South West Water’s £125m desalination plants delayed

South West Water’s £125 million plans to deliver two desalination plants have been pushed back to next year.

Speaking to Utility Week, South West Water chief executive Susan Davy confirmed that the plants would not be delivered this year as previously slated.

Davy was speaking after South West’s parent company Pennon announced an 85% drop in half-year pre-tax profits.

Davy said that the desalination project remains in train with modulised reverse osmosis kits being deployed.

She added that the first site at Par, in Cornwall is now anticipated to be online in 2024 and will process 30 million litres daily. It will require eight miles of new pipework and is being delivered to increase resilience to drought.

South West Water continues to assess its options for a second site and is expected to make a decision on that in the coming months.

Despite the delay, Davy said she was “very pleased” with progress on the first of two desalination plants.

“We are starting with Par in Cornwall and that will be the flagship ,” Davy said. “We are progressing with modularised kits that will be in for 2024, then the network teams are making sure we can transfer and transport the raw water.”

South West Water devised its desalination plans in response to supply constraints in the region. A hosepipe ban in the region ended in September after 14 months.

Davy said the plants will contribute to wider targets to boost supplies in the Cornwall area by as much as 45%.

Using seawater is part of Pennon’s wider plan to make the south west resilient against drier periods. It is also converting its fourth large former quarry to a reservoir and is exploring innovative tariffs to reduce consumption levels.

Specifically, the company wants to offer variable tariffs in the next price review period (PR24) after running a pilot last year to incentivise people to use less water.

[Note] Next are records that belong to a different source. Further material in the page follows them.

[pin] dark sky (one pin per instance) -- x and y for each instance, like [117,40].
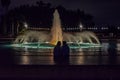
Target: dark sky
[104,11]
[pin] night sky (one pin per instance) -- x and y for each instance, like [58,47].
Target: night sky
[104,11]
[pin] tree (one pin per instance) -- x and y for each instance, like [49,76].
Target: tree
[5,3]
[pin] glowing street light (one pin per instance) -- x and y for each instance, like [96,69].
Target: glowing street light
[25,25]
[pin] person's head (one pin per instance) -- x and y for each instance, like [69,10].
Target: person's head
[58,43]
[64,43]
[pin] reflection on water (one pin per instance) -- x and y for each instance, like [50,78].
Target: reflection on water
[77,57]
[73,59]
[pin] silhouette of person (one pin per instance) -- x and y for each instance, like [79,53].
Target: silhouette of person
[57,53]
[65,52]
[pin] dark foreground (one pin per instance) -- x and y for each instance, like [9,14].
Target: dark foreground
[60,72]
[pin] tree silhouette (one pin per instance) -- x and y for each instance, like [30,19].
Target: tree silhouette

The trial saw people living close to Collingford Reservoir offered a £30 bill reduction if reservoir levels recuperated from the dangerously low point seen after last summer to 30%.

When the Par site is delivered it will be only the second operational desalination plant on the mainland UK.

Thames Water added desalination to its resources ahead of the 2012 London Olympics to ensure visitors and athletes to the city had plentiful supplies during the event. The plant in Beckton has not been routinely used and the company faced criticism for it not being used during 2022’s drought, which coincided with planned maintenance.

Southern Water has also put forward water resource management plans featuring a desalination plant to be added on the Sussex coast.

Pennon’s interim results for the six months to 30 September – released today (29 November) –  reveal South West Water is on track to achieve 75% of its outcome delivery incentive (ODI) targets set out in PR19 and Bristol is set to meet around 70% of its ODIs for 2022/23.

As the final year of the current asset management period (AMP7) nears, the company’s H2 results show an uptick in capital expenditure of 65% compared to H1 in its water businesses and 87% for the group, which includes Pennon Energy.

The business said pre-tax profit dipped by nearly 85% to £3.2 million in the first six months of the financial year. However, revenue rose 5.4% during the period to £448.6 million, due to increases in the tariffs it could charge customers.